The World Social Forum was conceived as the people’s alternative to the World Economic Forum – an annual gathering of leaders of the richest corporations and countries. Today, the World Social Forum, intentionally held in the Global South, seems to be taking on a life and character of its own. But it faces some tough challenges and difficult choices.

While the World Economic Forum represents, as Jeff Faux, president of the Economic Policy Institute, put it, the political party and the agenda for the world’s elite, the Porto Alegre gathering should be viewed as the party and the agenda for the rest of us. But while the elite seem to have their act together on how they view and deal with such critical issues as foreign debt, trade and corporate responsibility, ours is still a very mixed bag.

Far too many of the World Social Forum’s 700-plus workshops were repetitious, off-the-cuff presentations with little audience participation. In addition, there was not enough attention to the ties between U.S. global military programs and armed conflict in different nations.

The World Social Forum, for instance, offered surprisingly little discussion of the role of the United States military in Colombia, even though the United States is deeply involved in the hemisphere’s hottest war.

Any holistic understanding of corporate-led globalization needs to incorporate an analysis of the role of military power, as well as of institutions and mechanisms for conflict prevention and peacekeeping.

There also has to be more attention paid by organizers of future World Social Forums to the diversity of participants. Women were prominent (though still not equal as panelists and organizers), but people of color were a small minority.

The Institute for Policy Studies and other organizations helped bring African-American and Latino organizers from the United States, and there were a handful of delegates from Africa, Asia, and indigenous and Afro-Caribbean communities in Latin America.

But this “people’s gathering” hardly looked truly international.
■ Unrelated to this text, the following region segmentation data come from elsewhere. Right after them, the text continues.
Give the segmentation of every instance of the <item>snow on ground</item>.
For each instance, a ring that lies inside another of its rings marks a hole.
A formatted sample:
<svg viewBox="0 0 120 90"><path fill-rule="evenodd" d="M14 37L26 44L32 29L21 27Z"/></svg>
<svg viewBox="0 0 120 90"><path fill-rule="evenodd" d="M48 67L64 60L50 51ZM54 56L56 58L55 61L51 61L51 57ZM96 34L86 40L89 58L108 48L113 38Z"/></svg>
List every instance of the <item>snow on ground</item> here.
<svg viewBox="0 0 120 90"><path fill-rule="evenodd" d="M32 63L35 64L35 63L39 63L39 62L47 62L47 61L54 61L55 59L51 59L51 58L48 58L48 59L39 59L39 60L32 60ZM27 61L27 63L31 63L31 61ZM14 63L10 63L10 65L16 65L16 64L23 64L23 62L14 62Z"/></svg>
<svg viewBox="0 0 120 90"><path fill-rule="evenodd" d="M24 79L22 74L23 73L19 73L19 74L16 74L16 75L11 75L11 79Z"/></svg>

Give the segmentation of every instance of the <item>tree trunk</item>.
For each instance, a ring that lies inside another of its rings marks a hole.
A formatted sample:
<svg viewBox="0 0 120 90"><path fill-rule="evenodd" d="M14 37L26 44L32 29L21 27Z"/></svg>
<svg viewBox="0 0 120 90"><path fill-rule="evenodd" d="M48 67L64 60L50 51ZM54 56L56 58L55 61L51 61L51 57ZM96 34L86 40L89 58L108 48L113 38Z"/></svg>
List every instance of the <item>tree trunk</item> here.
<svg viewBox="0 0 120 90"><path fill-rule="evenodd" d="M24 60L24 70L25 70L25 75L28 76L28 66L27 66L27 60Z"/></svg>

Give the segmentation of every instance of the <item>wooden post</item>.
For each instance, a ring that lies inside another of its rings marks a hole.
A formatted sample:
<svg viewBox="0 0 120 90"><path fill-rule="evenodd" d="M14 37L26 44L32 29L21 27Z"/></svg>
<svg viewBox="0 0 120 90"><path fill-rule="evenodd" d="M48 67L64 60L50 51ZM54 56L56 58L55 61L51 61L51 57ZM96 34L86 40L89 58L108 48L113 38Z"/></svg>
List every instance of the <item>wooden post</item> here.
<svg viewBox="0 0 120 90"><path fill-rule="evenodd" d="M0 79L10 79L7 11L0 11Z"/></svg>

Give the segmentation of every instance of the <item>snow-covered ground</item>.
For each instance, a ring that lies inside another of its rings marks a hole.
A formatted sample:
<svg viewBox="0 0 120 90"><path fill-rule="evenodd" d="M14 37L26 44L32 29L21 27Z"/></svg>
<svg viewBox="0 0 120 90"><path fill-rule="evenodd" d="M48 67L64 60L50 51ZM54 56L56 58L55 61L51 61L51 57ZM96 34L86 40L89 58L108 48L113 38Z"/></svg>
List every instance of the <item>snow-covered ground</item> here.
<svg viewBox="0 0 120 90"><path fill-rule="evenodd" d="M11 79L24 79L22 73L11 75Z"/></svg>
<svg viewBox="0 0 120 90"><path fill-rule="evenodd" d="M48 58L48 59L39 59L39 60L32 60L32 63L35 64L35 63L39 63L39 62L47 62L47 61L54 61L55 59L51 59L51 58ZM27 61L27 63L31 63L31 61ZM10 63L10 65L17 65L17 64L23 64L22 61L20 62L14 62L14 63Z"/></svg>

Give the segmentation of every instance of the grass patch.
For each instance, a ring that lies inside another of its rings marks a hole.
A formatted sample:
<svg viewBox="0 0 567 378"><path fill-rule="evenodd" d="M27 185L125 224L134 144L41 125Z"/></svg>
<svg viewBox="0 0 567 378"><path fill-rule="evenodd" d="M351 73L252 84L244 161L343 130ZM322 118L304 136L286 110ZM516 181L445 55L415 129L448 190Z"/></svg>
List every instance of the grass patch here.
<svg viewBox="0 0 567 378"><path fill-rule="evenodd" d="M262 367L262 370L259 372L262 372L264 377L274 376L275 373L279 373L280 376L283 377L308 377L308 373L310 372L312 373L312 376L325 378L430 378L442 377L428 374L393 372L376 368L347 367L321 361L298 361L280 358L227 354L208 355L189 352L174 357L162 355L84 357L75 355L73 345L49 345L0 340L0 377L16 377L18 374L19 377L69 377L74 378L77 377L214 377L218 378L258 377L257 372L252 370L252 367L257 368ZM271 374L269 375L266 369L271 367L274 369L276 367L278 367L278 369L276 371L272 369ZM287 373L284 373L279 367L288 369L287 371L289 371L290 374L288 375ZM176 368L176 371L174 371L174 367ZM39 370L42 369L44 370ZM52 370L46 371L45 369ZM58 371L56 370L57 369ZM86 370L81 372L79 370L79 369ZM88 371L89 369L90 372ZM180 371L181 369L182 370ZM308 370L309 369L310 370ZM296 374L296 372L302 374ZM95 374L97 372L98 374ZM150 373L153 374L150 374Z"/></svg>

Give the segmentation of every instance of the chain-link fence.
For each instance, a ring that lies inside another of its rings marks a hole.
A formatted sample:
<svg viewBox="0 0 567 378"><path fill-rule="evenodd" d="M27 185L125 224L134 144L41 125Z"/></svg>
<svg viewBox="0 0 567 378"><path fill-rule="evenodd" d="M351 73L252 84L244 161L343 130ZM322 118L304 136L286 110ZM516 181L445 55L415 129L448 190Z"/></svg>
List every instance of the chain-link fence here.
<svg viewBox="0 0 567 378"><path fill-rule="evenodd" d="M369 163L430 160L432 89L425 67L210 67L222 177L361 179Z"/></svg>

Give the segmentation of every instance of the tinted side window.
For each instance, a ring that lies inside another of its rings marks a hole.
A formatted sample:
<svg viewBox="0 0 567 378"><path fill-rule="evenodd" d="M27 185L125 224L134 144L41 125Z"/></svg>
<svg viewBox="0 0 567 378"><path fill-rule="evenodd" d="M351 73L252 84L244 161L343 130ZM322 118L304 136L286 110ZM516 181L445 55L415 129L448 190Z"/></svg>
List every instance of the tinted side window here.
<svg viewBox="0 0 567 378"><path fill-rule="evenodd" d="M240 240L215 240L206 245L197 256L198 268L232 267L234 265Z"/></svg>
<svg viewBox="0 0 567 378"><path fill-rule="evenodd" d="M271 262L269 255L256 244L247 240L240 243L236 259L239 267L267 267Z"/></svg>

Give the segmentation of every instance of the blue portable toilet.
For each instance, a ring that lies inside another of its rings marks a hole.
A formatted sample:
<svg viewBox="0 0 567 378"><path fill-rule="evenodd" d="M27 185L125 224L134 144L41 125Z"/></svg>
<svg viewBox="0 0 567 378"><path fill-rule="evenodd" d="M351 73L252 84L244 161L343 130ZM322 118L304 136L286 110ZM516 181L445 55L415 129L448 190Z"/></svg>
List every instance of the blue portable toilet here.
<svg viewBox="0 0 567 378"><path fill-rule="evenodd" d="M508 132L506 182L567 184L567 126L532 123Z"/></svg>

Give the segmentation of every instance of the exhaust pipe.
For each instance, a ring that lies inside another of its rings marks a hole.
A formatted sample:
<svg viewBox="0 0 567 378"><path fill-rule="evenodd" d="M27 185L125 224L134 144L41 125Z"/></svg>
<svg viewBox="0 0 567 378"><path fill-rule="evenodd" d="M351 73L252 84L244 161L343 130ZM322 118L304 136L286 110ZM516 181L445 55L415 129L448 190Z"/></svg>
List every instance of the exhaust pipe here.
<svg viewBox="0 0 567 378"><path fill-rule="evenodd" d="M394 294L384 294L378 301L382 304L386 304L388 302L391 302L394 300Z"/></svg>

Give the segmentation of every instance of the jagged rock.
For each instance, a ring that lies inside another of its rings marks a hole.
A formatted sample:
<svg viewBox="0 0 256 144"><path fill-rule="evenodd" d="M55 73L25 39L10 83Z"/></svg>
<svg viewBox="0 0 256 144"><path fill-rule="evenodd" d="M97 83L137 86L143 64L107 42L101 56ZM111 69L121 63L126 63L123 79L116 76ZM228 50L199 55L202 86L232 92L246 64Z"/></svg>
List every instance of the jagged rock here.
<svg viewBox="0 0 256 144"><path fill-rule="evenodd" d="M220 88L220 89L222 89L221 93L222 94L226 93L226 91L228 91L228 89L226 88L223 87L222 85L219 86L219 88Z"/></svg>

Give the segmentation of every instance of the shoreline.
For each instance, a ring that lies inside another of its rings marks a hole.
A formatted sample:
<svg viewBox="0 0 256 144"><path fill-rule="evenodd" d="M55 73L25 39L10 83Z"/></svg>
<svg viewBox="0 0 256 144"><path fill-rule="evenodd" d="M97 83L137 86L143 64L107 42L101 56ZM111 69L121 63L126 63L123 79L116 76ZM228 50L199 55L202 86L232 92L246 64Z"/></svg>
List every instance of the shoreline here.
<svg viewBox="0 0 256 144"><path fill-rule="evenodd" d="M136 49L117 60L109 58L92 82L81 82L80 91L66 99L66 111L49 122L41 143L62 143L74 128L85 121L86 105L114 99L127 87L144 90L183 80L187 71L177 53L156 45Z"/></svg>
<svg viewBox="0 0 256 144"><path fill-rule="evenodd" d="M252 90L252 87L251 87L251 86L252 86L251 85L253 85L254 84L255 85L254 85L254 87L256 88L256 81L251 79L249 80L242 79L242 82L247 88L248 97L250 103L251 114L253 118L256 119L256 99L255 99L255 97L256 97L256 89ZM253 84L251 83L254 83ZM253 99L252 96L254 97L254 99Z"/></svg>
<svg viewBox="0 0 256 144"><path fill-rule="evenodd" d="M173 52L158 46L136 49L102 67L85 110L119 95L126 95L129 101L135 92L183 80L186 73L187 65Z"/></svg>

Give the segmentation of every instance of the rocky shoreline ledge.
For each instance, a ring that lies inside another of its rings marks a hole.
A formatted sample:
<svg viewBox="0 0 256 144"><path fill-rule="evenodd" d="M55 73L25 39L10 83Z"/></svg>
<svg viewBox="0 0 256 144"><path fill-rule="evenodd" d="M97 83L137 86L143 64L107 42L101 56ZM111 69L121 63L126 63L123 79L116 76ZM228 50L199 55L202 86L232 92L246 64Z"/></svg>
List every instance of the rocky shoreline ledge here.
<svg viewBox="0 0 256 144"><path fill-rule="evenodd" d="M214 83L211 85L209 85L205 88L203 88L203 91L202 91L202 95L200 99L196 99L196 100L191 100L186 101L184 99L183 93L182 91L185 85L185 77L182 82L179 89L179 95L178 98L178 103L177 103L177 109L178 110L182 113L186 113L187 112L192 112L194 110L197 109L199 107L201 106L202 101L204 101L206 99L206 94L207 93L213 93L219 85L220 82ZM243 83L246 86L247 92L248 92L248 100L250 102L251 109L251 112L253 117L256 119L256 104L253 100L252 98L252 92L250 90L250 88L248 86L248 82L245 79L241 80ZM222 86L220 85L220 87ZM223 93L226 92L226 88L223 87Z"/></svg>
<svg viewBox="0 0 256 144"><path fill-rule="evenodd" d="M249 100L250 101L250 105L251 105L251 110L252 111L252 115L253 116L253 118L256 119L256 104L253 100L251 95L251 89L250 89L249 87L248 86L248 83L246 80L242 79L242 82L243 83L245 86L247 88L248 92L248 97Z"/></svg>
Even the location, the state of Rio Grande do Sul, was the least diverse part of Brazil, populated largely with descendants of German and Italian immigrants who displaced the indigenous population.

As plans begin to be laid for the World Social Forum’s next meeting, many are asking if it will evolve into a serious political platform or merely descend into a fun street party.

While it’s important to enjoy the venue of World Social Forum, the serious solution is to use our time better to educate ourselves about the critical issues surrounding globalization, to lay plans for the challenges ahead, and to map out and reach consensus on alternative agendas to those proposed by our elite counterparts at the World Economic Forum.

Martha Honey is co-director of the Foreign Policy in Focus Project (www.fpif.org) at the Institute for Policy Studies, a progressive think tank in Washington, D.C.